Aún tengo la cara hinchada, sin dolor, pero duele recordar que mi alma ayer se
hacía jirones, me duele recordar que ayer mi alma no tenía nombre y se
convirtió en un individuo mudo y pobre que no habla solo escucha los golpes de
la soledad y del sin sentido.
Ayer me sentí solo, tan solo,
sin compañía, solo con el cálido abrigo de mis lágrimas. Ayer me confronté
conmigo mismo, con aquello que no duele sino que trae el dolor como los sonidos de las campanas que dejan su
eco en el más allá.
No escribo estas líneas para
que me compadezcan, no estoy buscando atención, solo trato de verbalizar lo que
llevo dentro.
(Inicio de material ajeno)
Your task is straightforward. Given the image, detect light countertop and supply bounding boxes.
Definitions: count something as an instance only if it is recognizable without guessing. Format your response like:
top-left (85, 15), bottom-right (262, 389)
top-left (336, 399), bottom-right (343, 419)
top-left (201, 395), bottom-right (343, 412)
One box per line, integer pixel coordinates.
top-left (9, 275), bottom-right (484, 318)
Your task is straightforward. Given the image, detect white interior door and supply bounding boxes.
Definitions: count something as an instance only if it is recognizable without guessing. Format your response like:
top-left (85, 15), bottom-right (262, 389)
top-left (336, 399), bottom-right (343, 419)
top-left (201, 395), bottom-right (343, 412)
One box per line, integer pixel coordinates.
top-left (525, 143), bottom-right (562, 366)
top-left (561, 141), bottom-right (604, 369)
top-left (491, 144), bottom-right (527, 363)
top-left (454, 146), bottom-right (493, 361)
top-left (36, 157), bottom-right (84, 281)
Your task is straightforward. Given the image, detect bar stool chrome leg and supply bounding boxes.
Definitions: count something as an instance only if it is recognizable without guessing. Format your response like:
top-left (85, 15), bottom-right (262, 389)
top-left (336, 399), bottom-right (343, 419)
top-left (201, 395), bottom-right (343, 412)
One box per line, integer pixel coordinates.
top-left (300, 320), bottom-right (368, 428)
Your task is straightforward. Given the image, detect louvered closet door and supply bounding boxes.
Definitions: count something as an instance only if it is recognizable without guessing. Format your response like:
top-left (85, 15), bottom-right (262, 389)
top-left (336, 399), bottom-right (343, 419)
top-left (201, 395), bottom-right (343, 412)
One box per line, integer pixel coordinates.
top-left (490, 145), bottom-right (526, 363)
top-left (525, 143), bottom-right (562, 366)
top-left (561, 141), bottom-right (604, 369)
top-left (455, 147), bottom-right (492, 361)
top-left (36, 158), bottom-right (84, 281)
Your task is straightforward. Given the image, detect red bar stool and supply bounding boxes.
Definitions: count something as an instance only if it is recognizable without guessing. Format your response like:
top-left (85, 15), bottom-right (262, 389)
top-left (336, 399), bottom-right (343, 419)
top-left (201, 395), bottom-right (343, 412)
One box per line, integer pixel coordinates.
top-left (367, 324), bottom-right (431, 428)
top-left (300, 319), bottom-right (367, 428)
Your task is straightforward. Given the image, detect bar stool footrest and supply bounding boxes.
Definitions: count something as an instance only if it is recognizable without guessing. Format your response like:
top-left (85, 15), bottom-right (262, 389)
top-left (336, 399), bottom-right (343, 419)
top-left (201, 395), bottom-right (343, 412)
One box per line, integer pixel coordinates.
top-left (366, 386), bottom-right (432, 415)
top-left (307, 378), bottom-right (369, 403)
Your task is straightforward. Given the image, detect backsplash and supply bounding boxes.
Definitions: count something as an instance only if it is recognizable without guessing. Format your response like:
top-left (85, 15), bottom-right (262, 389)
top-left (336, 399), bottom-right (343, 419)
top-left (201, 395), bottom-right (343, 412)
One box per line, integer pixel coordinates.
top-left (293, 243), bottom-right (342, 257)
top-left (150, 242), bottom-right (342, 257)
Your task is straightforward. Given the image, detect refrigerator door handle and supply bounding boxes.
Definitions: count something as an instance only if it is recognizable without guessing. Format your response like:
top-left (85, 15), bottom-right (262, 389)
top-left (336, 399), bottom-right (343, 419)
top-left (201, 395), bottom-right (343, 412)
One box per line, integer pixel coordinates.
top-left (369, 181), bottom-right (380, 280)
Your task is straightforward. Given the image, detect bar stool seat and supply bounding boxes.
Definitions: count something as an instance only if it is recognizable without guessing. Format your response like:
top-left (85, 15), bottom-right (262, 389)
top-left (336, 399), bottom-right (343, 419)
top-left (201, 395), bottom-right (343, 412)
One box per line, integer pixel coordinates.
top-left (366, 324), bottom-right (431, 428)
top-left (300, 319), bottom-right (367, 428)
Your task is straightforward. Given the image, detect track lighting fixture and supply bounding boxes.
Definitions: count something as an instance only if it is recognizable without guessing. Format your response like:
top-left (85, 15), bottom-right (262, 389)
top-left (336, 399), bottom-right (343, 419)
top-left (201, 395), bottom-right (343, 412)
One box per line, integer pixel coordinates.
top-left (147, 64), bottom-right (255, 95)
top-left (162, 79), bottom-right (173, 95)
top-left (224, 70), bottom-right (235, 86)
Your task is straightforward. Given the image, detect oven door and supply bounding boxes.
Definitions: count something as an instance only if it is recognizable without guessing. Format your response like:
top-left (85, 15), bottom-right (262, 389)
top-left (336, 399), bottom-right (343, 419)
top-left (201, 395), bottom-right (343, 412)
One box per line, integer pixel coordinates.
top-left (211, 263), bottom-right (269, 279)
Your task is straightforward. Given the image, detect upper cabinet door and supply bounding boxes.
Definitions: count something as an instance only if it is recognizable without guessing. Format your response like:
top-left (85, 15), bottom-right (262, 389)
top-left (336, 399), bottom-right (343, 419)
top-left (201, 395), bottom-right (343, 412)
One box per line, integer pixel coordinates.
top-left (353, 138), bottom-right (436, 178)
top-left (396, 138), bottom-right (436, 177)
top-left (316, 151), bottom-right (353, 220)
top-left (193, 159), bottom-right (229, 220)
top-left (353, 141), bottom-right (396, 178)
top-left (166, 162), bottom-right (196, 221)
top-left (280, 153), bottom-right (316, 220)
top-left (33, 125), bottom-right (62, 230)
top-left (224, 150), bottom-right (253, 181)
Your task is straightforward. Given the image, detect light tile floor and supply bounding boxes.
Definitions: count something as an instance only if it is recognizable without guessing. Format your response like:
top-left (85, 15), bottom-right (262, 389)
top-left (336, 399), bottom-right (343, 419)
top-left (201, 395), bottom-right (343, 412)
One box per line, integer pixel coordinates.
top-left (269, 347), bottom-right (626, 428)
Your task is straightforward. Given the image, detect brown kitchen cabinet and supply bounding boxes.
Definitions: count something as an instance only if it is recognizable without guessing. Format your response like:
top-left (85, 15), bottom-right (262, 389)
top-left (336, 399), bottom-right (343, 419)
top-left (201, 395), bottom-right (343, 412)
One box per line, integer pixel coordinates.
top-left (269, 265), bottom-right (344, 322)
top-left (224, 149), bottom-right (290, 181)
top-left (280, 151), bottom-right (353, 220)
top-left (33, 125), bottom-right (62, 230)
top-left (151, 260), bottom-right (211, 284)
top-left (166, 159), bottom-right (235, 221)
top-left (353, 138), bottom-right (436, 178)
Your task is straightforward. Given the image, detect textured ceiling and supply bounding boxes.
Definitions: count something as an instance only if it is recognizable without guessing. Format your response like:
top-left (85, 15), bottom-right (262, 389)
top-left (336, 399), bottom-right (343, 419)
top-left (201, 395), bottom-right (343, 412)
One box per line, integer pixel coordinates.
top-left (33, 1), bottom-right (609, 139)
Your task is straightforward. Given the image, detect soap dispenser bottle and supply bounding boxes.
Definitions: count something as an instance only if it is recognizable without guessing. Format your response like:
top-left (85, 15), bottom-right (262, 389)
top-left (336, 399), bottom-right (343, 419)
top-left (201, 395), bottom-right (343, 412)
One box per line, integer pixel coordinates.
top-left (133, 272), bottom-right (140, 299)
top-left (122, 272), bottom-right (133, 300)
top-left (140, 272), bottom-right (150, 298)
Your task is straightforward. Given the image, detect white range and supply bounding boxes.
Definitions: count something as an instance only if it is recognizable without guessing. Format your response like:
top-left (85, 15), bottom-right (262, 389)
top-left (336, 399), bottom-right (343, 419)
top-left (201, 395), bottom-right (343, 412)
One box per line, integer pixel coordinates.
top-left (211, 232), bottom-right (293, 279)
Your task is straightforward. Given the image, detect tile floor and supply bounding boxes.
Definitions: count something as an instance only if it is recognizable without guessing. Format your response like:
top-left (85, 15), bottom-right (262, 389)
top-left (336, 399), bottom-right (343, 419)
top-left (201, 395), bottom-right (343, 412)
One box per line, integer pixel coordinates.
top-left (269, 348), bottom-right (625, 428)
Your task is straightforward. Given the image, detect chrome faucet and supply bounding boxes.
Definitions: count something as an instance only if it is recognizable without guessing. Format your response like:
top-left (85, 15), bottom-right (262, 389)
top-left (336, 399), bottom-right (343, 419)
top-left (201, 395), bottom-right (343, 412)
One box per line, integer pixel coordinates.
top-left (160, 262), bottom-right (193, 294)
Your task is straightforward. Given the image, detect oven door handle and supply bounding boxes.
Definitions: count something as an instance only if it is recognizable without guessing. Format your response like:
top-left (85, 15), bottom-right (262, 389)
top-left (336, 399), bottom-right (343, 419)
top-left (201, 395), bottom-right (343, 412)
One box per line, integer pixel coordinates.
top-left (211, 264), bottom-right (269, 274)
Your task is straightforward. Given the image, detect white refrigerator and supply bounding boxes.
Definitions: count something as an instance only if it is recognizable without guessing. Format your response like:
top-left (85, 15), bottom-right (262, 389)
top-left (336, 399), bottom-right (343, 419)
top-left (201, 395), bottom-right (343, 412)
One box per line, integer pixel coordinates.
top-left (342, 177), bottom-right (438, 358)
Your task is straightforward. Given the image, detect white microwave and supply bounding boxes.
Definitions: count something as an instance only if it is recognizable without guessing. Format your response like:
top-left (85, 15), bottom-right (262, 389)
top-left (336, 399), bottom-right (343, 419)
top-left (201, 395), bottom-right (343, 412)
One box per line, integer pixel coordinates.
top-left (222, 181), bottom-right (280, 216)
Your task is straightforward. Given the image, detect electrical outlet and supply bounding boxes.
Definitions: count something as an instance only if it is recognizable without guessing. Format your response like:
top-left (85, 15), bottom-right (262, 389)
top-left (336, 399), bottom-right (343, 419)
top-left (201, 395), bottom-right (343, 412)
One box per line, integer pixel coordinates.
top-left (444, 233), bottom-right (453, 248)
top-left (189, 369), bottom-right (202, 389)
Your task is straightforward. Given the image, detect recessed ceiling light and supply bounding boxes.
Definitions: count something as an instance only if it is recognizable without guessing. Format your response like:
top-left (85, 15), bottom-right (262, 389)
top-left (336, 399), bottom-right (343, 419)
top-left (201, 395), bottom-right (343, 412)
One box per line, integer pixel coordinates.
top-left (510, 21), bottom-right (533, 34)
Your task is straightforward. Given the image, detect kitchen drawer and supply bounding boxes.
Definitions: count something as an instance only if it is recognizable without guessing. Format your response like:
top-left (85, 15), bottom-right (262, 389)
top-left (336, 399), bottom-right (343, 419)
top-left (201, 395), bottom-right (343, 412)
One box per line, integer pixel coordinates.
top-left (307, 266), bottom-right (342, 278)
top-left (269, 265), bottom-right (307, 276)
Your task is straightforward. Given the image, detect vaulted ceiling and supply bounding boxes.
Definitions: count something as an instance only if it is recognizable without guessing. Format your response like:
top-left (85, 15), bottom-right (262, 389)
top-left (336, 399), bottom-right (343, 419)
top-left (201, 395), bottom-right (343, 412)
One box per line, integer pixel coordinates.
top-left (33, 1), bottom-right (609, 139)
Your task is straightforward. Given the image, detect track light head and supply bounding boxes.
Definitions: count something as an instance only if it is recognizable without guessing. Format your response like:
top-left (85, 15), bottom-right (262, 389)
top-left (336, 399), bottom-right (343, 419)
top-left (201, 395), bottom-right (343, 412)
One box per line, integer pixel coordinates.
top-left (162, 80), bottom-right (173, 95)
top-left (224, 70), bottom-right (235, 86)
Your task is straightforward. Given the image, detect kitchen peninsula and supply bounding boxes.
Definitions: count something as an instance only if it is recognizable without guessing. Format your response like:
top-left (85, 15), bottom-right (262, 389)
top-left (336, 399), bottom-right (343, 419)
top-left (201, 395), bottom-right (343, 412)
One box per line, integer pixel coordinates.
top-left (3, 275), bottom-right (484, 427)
Yo sé que ayer no fue el fin del mundo sino, tal vez, una melodía
para un alma que busca y que no le tiene miedo a lo desconocido, porque los llantos son llantos cuando fluyen
y en el momento en que estos se esfuman,
porque saben que han curado heridas. Muchas veces, la soledad es un hombre sin
piedad, sin sentimientos, que trata de prescindir de los demás y que le fascina
jugar con las ideas, los pensamientos y lo sentimientos. Le comenté a una amiga
que a menudo me siento solo y ella me dijo eso pasa porque yo creo que no
necesito a los demás, pero pienso que es todo lo contrario, experimento estas
emociones, porque creo que he empezado a necesitar a los otros demasiado.
Acabo de escribir estas líneas
y me siento liberado, parece que el fuego del dolor me ha purificado o al menos
ha servido como un espejo para mirarme y lo más satisfactorio es que este
espejo sigue intacto. Cada vez que lo necesite estará allí en las paredes de mi
alma. Me miraré sin miedo y tal vez en preciso momento que vea que aún soy yo,
el espejo se romperá porque ya no hará falta, no habrá qué mirar.